We have more information about the cosmos than ever before, yet the search for a truly Earth-like planet around a Sun-like star remains elusive. The culprit? Stars themselves. Their turbulent surfaces distort light in ways we struggle to interpret, masking the faint gravitational tugs of orbiting worlds. For Yan Liang, the solution wasn’t just better telescopes or more data—it was generative Artificial Intelligence (AI).

Ms. Liang’s work bridges exoplanetary science and AI, harnessing machine learning to sift through astronomical data with an objective eye. Her breakthrough came when she realized that traditional methods were hitting a wall. Stellar noise was actively mimicking or erasing planetary signals. Drawing from her success in training AI to describe galaxies, Ms. Liang developed a generative model to cut through the interference and reveal what is truly there.

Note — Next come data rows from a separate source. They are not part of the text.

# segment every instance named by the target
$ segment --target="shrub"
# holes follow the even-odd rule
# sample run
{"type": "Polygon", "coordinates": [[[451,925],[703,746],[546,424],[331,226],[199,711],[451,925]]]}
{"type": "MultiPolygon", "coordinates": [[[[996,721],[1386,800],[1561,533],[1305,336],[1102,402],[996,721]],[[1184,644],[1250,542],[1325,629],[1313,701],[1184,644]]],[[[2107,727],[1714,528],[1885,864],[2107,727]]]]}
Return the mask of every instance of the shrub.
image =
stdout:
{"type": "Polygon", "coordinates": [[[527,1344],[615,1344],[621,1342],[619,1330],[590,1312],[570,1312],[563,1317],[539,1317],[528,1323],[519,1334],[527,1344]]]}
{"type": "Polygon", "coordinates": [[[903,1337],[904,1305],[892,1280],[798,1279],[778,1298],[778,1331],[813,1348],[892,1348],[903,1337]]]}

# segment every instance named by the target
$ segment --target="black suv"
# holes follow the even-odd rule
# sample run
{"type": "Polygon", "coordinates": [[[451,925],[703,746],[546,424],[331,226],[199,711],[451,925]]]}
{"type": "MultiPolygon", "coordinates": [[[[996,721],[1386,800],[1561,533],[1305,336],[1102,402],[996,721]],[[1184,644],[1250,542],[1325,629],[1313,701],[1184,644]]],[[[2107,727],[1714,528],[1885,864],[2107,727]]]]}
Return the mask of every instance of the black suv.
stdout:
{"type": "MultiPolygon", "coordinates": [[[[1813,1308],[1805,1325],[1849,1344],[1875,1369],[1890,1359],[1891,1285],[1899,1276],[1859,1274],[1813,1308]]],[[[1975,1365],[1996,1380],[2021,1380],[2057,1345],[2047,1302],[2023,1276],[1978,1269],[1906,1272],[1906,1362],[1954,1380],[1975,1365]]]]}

The result was Æstra, an AI neural network designed to decode the tangled signals of distant worlds. By training Æstra on spectral data line by line, Ms. Liang taught it to recognize the subtle distortions caused by stellar activity and distinguish them from the delicate gravitational footprint of orbiting planets. This approach allows astronomers to isolate true planetary signals without human bias. Successfully tested on simulated data, Æstra is now being validated on real observations of the Sun.

During her 51 Pegasi b Fellowship, Ms. Liang will use Æstra to comb through decades of archival data for hidden worlds. She will expand its reach to planets in the habitable zones of M dwarfs—abundant, small, cool stars—and young, highly active stars, where precise mass measurements could reshape our understanding of how planets form and evolve. Somewhere in the data, a new world awaits. With Æstra, Ms. Liang is helping bring it into focus.

Ms. Liang will receive her Ph.D. in astrophysics from Princeton University in Summer 2025.